(DATA SOURCE: National Museum of American History, Kenneth E. Behring Center)
MARKS: Crossed swords in underglaze blue; “H” in overglaze iron-red (painter’s mark); “22” impressed.
PURCHASED FROM: S. Berges, New York, 1948.
These plates are from the Smithsonian’s Hans Syz Collection of Meissen Porcelain. Dr. Syz (1894-1991) began his collection in the early years of World War II, when he purchased eighteenth-century Meissen table wares from the Art Exchange run by the New York dealer Adolf Beckhardt (1889-1962). Dr. Syz, a Swiss immigrant to the United States, collected Meissen porcelain while engaged in a professional career in psychiatry and the research of human behavior. He believed that cultural artifacts have an important role to play in enhancing our awareness and understanding of human creativity and its communication among peoples. His collection grew to represent this conviction.
The invention of Meissen porcelain, declared over three hundred years ago early in 1709, was a collective achievement that represents an early modern precursor to industrial chemistry and materials science. The porcelains we see in our museum collections, made in the small town of Meissen in the German States, were the result of an intense period of empirical research. Generally associated with artistic achievement of a high order, Meissen porcelain was also a technological achievement in the development of inorganic, non-metallic materials.
The two soup plates come from a dinner service designed with a raised pattern. In the reserves the paintings in overglaze enamel of birds perched on branches were likely based on hand-colored plates from Eleazar Albin’s (1713-1759) two volume work A Natural History of Birds, first published in London in 1731, and a second edition in 1738. The Meissen manufactory had a copy of the work that Albin completed with his daughter Elizabeth.
The specialist bird painters (Vogelmaler) at Meissen were low in number compared to the flower painters, but the term “color painter” (Buntmaler) was a fluid term indicating that painters moved from one category to another as demand required, especially for flower, fruit and bird subjects.

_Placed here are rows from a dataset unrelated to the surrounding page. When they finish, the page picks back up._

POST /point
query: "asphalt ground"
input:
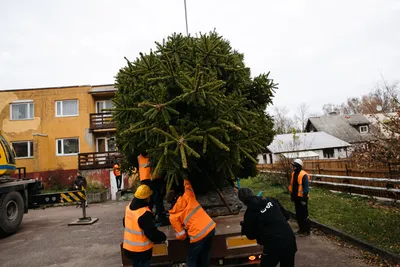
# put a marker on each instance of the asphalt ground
(45, 239)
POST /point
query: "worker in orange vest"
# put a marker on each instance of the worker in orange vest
(117, 174)
(140, 232)
(299, 189)
(156, 184)
(191, 221)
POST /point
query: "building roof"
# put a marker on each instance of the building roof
(55, 87)
(300, 154)
(341, 126)
(305, 142)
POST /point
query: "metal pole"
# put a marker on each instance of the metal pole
(187, 28)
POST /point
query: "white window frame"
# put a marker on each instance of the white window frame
(21, 102)
(364, 127)
(62, 147)
(104, 104)
(30, 156)
(61, 101)
(106, 139)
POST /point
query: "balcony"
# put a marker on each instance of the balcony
(100, 122)
(97, 160)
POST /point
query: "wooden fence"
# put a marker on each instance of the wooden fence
(343, 175)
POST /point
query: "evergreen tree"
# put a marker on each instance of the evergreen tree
(194, 108)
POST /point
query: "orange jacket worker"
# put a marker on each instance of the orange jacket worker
(299, 189)
(140, 232)
(157, 185)
(117, 174)
(191, 221)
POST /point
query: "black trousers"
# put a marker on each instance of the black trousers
(302, 215)
(272, 258)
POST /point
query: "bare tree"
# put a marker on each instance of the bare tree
(302, 115)
(384, 112)
(282, 122)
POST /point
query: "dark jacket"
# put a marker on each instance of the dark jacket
(146, 222)
(266, 221)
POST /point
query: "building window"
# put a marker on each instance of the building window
(67, 108)
(329, 153)
(67, 146)
(364, 129)
(22, 111)
(104, 104)
(23, 149)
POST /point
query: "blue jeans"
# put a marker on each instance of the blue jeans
(200, 252)
(137, 263)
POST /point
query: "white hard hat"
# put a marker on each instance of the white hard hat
(298, 161)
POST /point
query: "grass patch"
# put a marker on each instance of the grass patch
(356, 216)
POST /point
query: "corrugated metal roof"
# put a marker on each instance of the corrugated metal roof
(341, 126)
(305, 141)
(300, 154)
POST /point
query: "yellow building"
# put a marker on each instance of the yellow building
(53, 128)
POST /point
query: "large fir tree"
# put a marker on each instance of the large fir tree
(193, 106)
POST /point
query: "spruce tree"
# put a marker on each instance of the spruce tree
(194, 108)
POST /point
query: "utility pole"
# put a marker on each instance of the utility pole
(187, 28)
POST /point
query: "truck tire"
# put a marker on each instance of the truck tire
(11, 212)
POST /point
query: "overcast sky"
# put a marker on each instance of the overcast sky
(318, 51)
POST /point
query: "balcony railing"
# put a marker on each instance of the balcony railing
(98, 160)
(101, 121)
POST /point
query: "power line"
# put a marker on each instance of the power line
(187, 28)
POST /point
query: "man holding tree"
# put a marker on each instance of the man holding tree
(191, 221)
(299, 189)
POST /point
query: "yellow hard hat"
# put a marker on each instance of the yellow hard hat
(143, 192)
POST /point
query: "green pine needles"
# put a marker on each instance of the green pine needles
(194, 108)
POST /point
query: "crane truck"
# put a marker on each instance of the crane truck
(17, 195)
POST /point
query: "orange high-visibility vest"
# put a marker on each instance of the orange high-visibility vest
(144, 168)
(134, 238)
(299, 181)
(116, 169)
(188, 215)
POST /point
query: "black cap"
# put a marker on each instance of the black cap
(245, 194)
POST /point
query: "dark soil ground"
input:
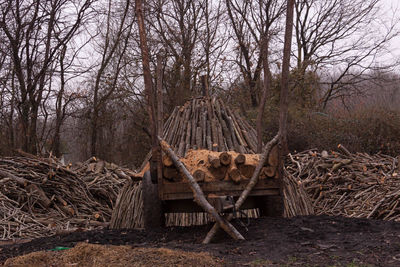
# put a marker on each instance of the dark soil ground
(302, 241)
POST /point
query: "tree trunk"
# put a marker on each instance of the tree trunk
(283, 107)
(266, 89)
(148, 85)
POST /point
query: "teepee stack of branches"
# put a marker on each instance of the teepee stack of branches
(201, 123)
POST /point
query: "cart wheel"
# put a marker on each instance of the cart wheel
(152, 205)
(270, 206)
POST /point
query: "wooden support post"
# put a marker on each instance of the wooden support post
(199, 195)
(253, 181)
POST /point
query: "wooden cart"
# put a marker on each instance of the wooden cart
(171, 197)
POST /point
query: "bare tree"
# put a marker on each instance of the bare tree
(254, 24)
(284, 96)
(114, 43)
(346, 35)
(35, 33)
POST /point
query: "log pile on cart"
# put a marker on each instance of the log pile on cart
(215, 144)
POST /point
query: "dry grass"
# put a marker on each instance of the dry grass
(92, 255)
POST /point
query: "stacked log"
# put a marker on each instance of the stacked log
(203, 123)
(40, 196)
(348, 184)
(210, 166)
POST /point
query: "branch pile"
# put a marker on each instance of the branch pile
(39, 196)
(352, 185)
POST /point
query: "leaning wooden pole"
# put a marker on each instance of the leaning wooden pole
(253, 181)
(199, 195)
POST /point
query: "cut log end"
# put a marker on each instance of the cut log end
(273, 158)
(225, 158)
(199, 175)
(214, 161)
(234, 175)
(268, 171)
(240, 159)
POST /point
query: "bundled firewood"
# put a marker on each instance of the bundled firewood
(207, 166)
(353, 185)
(40, 196)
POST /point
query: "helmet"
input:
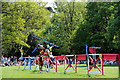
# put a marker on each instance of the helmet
(50, 44)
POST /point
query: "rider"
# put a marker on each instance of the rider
(46, 58)
(50, 50)
(40, 59)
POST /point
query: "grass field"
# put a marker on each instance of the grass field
(14, 72)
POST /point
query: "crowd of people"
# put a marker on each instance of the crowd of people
(9, 61)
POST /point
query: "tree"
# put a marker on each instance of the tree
(18, 21)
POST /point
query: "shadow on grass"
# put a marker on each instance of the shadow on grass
(81, 66)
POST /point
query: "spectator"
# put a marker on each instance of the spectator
(11, 61)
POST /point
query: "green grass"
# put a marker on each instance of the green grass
(14, 72)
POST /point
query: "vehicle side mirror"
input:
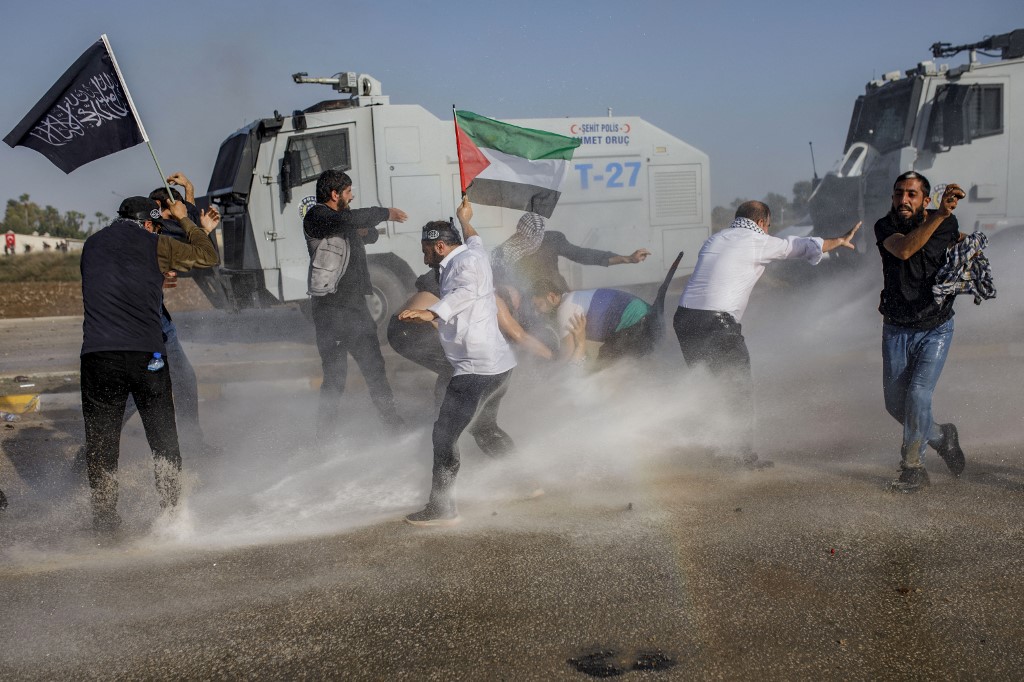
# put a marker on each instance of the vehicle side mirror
(291, 174)
(954, 116)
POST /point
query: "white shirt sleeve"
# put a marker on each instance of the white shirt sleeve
(793, 248)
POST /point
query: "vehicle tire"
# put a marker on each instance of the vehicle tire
(306, 308)
(389, 293)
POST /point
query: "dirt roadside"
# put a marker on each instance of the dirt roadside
(52, 299)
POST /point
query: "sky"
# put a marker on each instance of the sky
(748, 83)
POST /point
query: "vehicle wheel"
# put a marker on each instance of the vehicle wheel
(306, 308)
(388, 294)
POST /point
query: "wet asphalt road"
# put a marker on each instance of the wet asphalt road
(294, 563)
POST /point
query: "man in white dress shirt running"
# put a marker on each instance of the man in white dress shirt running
(707, 322)
(467, 323)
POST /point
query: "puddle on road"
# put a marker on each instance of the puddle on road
(608, 663)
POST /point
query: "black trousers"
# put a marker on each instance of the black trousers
(421, 344)
(471, 400)
(340, 332)
(715, 340)
(108, 379)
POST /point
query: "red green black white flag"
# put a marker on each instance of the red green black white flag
(509, 166)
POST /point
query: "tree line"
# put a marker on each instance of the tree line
(24, 216)
(784, 211)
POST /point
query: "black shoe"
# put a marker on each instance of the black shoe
(950, 451)
(910, 480)
(433, 516)
(751, 462)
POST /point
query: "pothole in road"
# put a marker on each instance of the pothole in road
(609, 663)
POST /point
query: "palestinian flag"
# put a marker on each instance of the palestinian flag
(509, 166)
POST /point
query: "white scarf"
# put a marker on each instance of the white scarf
(747, 223)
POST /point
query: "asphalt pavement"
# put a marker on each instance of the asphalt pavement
(642, 558)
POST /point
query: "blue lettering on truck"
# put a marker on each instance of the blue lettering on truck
(614, 174)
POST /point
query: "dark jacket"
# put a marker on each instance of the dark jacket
(543, 263)
(323, 221)
(906, 298)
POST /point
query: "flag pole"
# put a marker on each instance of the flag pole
(138, 119)
(458, 148)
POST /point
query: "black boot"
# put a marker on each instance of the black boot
(949, 450)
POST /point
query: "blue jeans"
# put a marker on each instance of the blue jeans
(911, 363)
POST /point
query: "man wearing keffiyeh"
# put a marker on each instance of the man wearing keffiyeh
(531, 254)
(707, 322)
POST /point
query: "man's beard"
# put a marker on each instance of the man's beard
(909, 222)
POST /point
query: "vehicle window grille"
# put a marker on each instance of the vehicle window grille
(322, 152)
(676, 195)
(984, 111)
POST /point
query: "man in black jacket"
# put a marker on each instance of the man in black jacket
(342, 320)
(123, 350)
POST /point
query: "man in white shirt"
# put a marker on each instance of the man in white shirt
(707, 321)
(467, 323)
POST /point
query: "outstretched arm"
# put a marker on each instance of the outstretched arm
(573, 345)
(465, 214)
(179, 178)
(514, 332)
(845, 241)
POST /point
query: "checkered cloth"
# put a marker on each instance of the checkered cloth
(967, 270)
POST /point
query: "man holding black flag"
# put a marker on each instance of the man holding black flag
(123, 348)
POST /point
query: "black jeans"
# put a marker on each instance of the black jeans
(185, 393)
(421, 344)
(108, 379)
(340, 332)
(716, 340)
(470, 398)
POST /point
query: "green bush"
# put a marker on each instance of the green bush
(41, 267)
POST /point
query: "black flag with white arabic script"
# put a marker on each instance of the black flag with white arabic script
(85, 116)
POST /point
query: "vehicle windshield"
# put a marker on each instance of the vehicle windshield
(232, 171)
(885, 117)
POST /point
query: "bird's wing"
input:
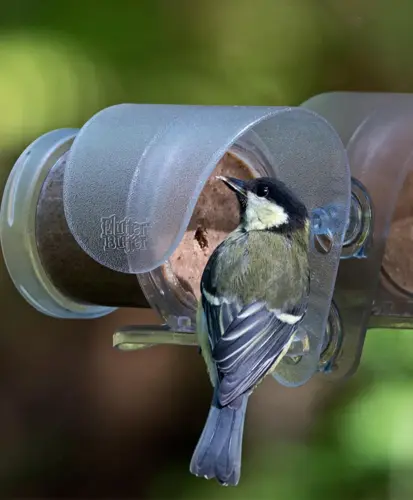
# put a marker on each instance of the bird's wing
(246, 342)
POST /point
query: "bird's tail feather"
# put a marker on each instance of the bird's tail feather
(219, 449)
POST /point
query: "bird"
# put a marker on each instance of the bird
(254, 295)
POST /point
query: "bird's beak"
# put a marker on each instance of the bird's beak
(236, 185)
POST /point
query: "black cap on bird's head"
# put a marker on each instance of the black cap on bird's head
(267, 204)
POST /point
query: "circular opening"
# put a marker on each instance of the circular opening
(175, 286)
(397, 267)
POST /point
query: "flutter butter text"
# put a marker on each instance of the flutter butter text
(126, 235)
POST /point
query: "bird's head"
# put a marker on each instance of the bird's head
(266, 204)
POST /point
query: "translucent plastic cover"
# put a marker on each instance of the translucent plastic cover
(135, 172)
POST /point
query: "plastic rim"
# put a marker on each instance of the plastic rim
(17, 229)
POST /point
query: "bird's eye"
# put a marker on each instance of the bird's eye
(262, 191)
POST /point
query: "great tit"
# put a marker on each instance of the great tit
(255, 290)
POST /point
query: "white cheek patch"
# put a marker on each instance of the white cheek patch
(262, 214)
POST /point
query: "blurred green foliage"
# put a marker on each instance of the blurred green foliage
(60, 62)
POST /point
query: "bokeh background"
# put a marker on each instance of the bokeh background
(80, 420)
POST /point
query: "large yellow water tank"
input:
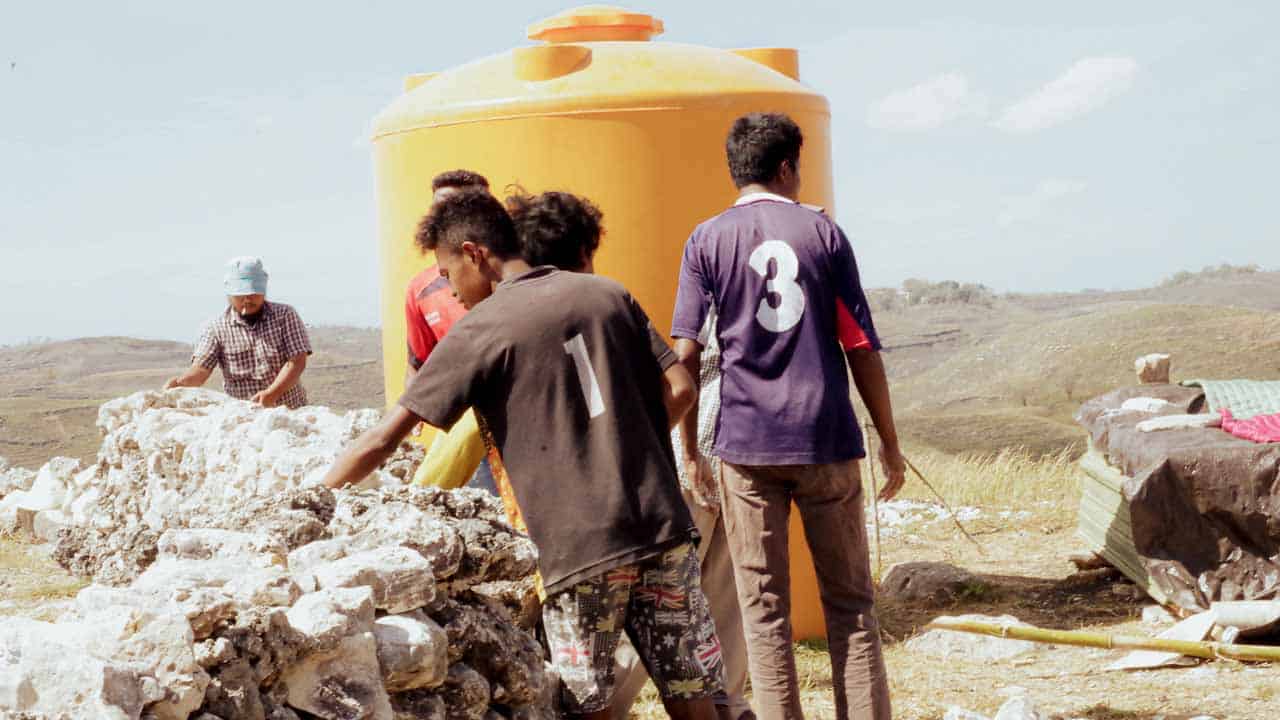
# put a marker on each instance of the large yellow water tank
(599, 109)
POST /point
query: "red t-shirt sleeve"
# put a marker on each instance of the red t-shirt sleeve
(850, 333)
(420, 337)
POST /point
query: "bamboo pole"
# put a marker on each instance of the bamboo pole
(871, 468)
(1086, 638)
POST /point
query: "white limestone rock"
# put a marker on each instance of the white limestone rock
(250, 586)
(208, 543)
(202, 607)
(48, 491)
(329, 615)
(44, 669)
(13, 479)
(117, 662)
(1019, 709)
(1152, 369)
(412, 651)
(304, 560)
(946, 643)
(158, 647)
(402, 524)
(341, 684)
(46, 524)
(401, 578)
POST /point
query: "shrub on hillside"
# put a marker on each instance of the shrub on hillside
(946, 292)
(1210, 272)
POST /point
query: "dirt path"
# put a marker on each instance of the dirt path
(1025, 574)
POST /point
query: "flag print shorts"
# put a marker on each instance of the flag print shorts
(659, 604)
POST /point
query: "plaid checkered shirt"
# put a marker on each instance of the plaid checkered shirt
(251, 356)
(708, 404)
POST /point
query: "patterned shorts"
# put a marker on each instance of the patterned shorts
(659, 604)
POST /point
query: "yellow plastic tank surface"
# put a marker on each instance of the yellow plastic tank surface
(599, 109)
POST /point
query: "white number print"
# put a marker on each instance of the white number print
(790, 306)
(576, 349)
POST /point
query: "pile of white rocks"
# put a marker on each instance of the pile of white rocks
(229, 584)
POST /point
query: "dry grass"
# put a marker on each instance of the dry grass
(1023, 572)
(31, 583)
(1011, 478)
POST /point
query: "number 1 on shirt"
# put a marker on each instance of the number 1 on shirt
(576, 349)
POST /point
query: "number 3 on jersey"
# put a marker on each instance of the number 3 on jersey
(782, 283)
(576, 349)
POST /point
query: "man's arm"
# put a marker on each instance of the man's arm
(679, 393)
(371, 449)
(288, 377)
(690, 356)
(698, 469)
(193, 377)
(868, 370)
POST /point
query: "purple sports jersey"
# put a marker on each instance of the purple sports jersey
(775, 270)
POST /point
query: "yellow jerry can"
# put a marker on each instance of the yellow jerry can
(599, 109)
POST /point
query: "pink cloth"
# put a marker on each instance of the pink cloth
(1260, 428)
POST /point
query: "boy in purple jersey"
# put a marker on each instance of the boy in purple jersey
(778, 274)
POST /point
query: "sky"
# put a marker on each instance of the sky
(1027, 146)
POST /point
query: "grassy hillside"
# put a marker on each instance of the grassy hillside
(967, 377)
(50, 392)
(1023, 387)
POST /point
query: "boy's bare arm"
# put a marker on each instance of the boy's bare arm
(679, 393)
(193, 377)
(371, 449)
(868, 370)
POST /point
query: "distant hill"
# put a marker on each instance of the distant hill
(976, 376)
(50, 392)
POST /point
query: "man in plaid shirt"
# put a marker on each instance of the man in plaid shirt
(261, 346)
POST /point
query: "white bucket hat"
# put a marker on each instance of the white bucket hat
(245, 276)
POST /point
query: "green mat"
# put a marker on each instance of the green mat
(1244, 399)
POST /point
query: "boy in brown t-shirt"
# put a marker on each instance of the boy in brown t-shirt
(561, 369)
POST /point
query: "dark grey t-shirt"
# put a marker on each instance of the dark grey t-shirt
(566, 372)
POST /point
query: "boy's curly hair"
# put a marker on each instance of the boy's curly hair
(556, 228)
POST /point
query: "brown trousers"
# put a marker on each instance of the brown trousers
(757, 504)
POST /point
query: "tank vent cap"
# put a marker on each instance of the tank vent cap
(594, 23)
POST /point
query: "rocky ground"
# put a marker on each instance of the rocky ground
(227, 584)
(286, 621)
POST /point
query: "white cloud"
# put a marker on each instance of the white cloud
(928, 105)
(1031, 206)
(1086, 86)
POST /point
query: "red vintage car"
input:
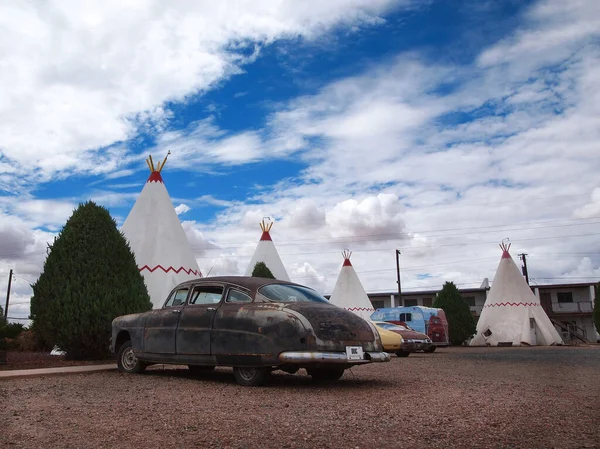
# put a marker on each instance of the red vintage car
(412, 341)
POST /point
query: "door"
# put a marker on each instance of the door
(236, 329)
(546, 301)
(196, 319)
(161, 325)
(532, 331)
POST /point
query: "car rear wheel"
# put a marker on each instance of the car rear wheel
(127, 362)
(251, 377)
(323, 375)
(199, 369)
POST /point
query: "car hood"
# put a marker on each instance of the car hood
(413, 335)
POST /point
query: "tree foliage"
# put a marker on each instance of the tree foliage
(90, 277)
(262, 271)
(461, 324)
(597, 308)
(8, 330)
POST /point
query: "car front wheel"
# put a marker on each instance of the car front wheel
(324, 375)
(251, 377)
(127, 362)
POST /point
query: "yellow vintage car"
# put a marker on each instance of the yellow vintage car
(391, 341)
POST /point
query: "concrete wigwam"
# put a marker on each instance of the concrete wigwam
(162, 251)
(512, 314)
(349, 293)
(267, 253)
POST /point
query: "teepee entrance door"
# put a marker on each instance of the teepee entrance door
(532, 330)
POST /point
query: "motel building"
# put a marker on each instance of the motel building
(569, 306)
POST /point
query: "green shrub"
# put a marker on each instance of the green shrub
(461, 324)
(90, 277)
(262, 271)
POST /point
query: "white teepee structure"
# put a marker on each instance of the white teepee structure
(512, 314)
(267, 253)
(349, 293)
(156, 237)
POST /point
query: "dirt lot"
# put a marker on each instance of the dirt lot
(32, 360)
(459, 397)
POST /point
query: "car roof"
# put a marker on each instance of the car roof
(248, 282)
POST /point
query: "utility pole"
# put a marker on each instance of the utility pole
(523, 257)
(398, 274)
(8, 294)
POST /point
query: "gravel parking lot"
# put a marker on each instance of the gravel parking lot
(456, 397)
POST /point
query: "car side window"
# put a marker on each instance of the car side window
(177, 298)
(206, 294)
(235, 296)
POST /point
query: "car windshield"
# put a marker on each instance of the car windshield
(290, 293)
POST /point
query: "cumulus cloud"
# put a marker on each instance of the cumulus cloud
(85, 76)
(14, 238)
(182, 209)
(374, 216)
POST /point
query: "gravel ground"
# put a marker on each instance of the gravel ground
(456, 397)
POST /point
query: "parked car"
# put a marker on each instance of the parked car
(255, 325)
(412, 340)
(428, 320)
(391, 341)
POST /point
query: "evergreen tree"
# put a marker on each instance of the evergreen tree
(461, 324)
(90, 277)
(597, 308)
(262, 271)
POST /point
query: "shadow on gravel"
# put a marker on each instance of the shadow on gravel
(279, 379)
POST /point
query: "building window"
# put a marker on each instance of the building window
(470, 300)
(378, 304)
(564, 297)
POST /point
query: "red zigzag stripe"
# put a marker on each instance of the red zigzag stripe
(166, 270)
(530, 304)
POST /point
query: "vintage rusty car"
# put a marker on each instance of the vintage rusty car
(254, 325)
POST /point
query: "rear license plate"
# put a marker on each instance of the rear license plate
(354, 352)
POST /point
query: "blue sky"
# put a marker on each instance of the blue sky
(436, 127)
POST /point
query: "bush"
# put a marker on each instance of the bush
(262, 271)
(27, 342)
(461, 324)
(90, 277)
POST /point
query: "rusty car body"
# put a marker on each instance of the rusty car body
(254, 325)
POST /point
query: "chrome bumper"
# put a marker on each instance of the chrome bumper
(331, 357)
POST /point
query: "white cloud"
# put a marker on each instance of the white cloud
(89, 75)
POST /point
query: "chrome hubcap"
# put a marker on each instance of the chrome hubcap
(129, 360)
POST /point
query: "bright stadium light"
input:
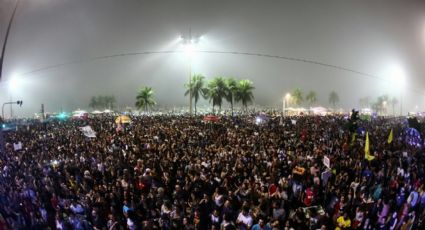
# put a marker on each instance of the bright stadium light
(14, 83)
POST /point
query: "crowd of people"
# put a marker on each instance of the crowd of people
(179, 172)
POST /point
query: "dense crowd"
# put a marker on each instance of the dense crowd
(179, 172)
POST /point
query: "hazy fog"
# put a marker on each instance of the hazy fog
(53, 45)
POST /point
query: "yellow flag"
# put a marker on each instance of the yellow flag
(390, 137)
(367, 150)
(353, 139)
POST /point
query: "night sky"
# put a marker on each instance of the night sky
(61, 52)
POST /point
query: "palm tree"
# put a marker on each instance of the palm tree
(196, 88)
(145, 98)
(93, 103)
(217, 90)
(333, 98)
(244, 93)
(311, 98)
(394, 101)
(297, 97)
(111, 101)
(232, 88)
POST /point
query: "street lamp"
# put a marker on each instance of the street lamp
(384, 105)
(189, 44)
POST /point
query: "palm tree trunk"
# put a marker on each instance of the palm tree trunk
(231, 105)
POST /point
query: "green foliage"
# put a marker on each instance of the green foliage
(145, 98)
(297, 97)
(217, 90)
(196, 88)
(380, 104)
(102, 102)
(244, 93)
(232, 88)
(311, 98)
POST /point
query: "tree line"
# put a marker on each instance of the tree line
(216, 91)
(297, 98)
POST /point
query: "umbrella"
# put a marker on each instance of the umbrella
(123, 119)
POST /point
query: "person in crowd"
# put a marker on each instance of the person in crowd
(179, 172)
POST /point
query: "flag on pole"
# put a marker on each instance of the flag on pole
(353, 139)
(390, 137)
(367, 149)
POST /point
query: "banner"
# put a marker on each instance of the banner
(88, 131)
(327, 161)
(390, 137)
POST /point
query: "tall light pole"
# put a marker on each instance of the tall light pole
(189, 43)
(285, 103)
(3, 50)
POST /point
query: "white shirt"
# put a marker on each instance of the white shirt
(247, 220)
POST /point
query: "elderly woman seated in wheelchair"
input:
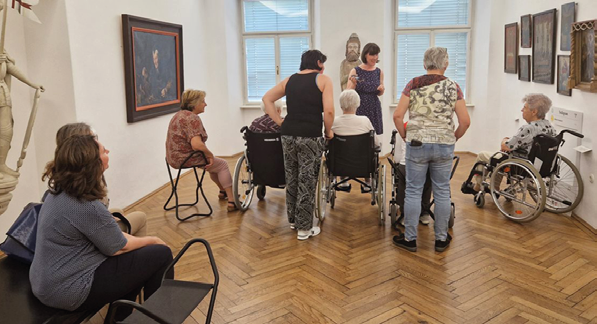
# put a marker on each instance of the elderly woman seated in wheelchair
(353, 136)
(528, 175)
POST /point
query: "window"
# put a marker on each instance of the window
(275, 35)
(421, 24)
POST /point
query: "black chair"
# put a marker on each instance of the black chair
(199, 187)
(174, 301)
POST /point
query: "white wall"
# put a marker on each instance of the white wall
(502, 93)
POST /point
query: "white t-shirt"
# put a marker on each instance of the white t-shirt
(351, 124)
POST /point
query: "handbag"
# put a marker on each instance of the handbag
(21, 236)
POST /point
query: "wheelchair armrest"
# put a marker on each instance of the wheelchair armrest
(127, 303)
(209, 254)
(125, 221)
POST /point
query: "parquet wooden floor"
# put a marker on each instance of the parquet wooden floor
(495, 271)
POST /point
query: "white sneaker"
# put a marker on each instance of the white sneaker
(303, 235)
(425, 219)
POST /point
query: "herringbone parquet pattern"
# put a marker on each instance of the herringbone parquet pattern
(495, 271)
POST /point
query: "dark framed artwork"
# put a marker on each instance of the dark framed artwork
(153, 65)
(511, 48)
(544, 46)
(526, 31)
(563, 75)
(524, 68)
(568, 16)
(583, 56)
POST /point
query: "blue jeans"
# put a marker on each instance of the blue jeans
(438, 159)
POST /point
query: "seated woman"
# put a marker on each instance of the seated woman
(187, 134)
(535, 108)
(82, 259)
(137, 219)
(265, 124)
(351, 124)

The gold rim lines were painted by a specialist in gold decoration.
Production of a dinner service was a large undertaking as the conventions of eighteenth-century dining followed the French style in which guests were offered a wide choice of dishes served at the table in three or more courses. Depending on social status the table might have included silver or gold plate on which to present the dishes, supplemented by a porcelain service for individual place settings. The visual climax of the dinner was the dessert, the course in which specially designed vessels in porcelain and glass supported artfully placed fruits, sweetmeats, jellies and creams, and for which the confectioners created elaborate table decorations in sugar that were later replaced by porcelain figures and centerpieces. These soup plates belong to a service intended for less grand occasions produced for the table in aristocratic households or for wealthy middle-class buyers.
On the Meissen dinner services and table decorations see Ulrich Pietsch “Famous Eighteenth-Century Meissen Dinner Services” and Maureen Cassidy-Geiger “”The Hof-Conditorey in Dresden” in Pietsch, U., Banz, C., 2010, Triumph of the Blue Swords: Meissen Porcelain for Aristocracy and Bourgoisie 1710-1815, pp. 94-105; 120-131.
Hans Syz, J. Jefferson Miller II, Rainer Rückert, 1979, Catalogue of the Hans Syz Collection: Meissen Porcelain and Hausmalerei, pp. 412-413.